Gatilhos na comunicação

 

Introdução

A sra. Ciervo entrou na clínica e perguntou: “Não há ninguém aqui?” Cristina, a assistente veterinária que estava atrás do balcão, olhou nos olhos dela e lhe perguntou muito seriamente: “Oi, eu não sou ninguém?!”.

“Oh, menina, eu só estava perguntando se havia algum médico-veterinário disponível. Que bicho lhe mordeu?", perguntou a sra. Ciervo, erguendo a voz.

“Eu não sou uma menina, mas uma mulher casada e mãe de dois filhos. E bom dia, caso a sra. ainda não tenha percebido que nem me cumprimentou quando entrou”, disse Cristina. 

Figura 12. Esteja ciente de que sua linguagem corporal e tom de voz revelarão suas emoções negativas, independentemente do que você diz. © Manuel Fontègne

A partir daí, o conflito aumentou gradativamente até que a sra. Ciervo saiu irritada e Cristina começou a chorar de raiva e frustração. Ela sabia que estava errada em ter reagido dessa forma exagerada, mas não tinha conseguido se controlar (Figura 12). 

Há uma série de estímulos externos e internos que influenciam de maneira decisiva o modo como nos comunicamos. A qualidade de nossa comunicação depende da lacuna que criamos entre esses estímulos e nossa resposta. 

Quais são esses estímulos ou gatilhos que precisamos prestar atenção?

Gatilhos externos

Faça as seguintes perguntas para avaliar a situação de sua clínica (1,2).
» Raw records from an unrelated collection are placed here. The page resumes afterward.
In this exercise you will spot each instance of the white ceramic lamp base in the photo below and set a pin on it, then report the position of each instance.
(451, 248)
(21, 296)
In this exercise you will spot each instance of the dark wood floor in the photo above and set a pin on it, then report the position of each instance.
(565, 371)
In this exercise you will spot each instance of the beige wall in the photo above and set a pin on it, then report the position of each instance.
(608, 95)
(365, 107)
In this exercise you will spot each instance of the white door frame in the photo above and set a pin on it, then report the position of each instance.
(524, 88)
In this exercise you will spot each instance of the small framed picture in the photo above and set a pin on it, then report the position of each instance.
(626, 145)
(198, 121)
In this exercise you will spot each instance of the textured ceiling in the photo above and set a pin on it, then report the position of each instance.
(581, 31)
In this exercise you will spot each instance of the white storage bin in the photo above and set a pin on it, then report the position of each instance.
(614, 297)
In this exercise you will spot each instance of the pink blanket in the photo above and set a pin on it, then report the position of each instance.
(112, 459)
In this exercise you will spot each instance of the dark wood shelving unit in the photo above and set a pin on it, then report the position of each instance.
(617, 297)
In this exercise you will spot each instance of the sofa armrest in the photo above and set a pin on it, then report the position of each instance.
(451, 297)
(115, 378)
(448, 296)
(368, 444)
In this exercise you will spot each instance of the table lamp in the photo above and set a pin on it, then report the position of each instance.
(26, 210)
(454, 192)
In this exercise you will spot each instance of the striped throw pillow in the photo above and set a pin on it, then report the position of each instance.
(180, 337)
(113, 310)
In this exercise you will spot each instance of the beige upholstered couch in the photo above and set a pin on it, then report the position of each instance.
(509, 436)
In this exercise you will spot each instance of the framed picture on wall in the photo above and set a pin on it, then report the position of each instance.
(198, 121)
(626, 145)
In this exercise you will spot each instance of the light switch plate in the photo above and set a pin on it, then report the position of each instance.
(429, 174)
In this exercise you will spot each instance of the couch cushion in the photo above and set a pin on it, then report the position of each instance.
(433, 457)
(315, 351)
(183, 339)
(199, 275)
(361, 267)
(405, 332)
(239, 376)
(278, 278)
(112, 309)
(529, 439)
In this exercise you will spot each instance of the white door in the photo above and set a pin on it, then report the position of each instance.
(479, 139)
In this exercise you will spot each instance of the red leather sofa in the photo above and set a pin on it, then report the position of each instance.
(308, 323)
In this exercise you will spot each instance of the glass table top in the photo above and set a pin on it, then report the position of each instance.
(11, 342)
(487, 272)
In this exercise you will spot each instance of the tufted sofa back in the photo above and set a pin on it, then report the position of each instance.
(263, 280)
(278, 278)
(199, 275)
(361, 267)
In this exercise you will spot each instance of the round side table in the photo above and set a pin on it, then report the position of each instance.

1. Sinais do ambiente (lugar físico)

O ambiente ajuda a comunicação com os clientes a ser mais fluida, para que eles fiquem bem informados, aprendam mais e ainda se sintam à vontade e respeitados?

Alguns exemplos:

O estacionamento está limpo e possui vagas disponíveis (livres)?
Os clientes sempre são recebidos na recepção com um sorriso e o pet com um cumprimento?
Na sala de espera, há informações de caráter educativo sobre o manejo e a alimentação dos pets?
Os cães e gatos podem ficar em ambientes separados, sem se incomodar uns com os outros?
Existem recursos didáticos, como modelos anatômicos ou quadro branco para escrever ou desenhar suas explicações no consultório médico?
Evito examinar os pacientes na área da recepção ou do lado de fora da sala de consulta?

(Ver a Edição Especial da Revista Focus “Como melhorar a experiência dos tutores de pets em sua clínica”.)

Figura 13. Um estado positivo de humor e mentalidade pode ter um grande impacto em suas interações com os clientes (3). © Manuel Fontègne

2. Tempo

Você permanece com o mesmo humor de manhã e à tarde? Você tem mais paciência no início de seu plantão? Você fica mais alegre e otimista ao longo do dia?

Pergunte a si mesmo...“Quando chego bem cedo à clínica, pareço mais relaxado, cumprimento as pessoas, sorrio e escuto mais? Mas, quando chego com pouco tempo livre, não paro para sorrir nem para cumprimentar os outros? São nessas horas em que transmito estresse e torno a comunicação mais difícil?”.



3. Certas pessoas

Alguns médicos-veterinários e assistentes ficam muito estressados ao lidar com determinados clientes, tal como o caso da sra. Ciervo, por exemplo. Outros se mostram extremamente empáticos quando o cliente é idoso ou muito jovem. 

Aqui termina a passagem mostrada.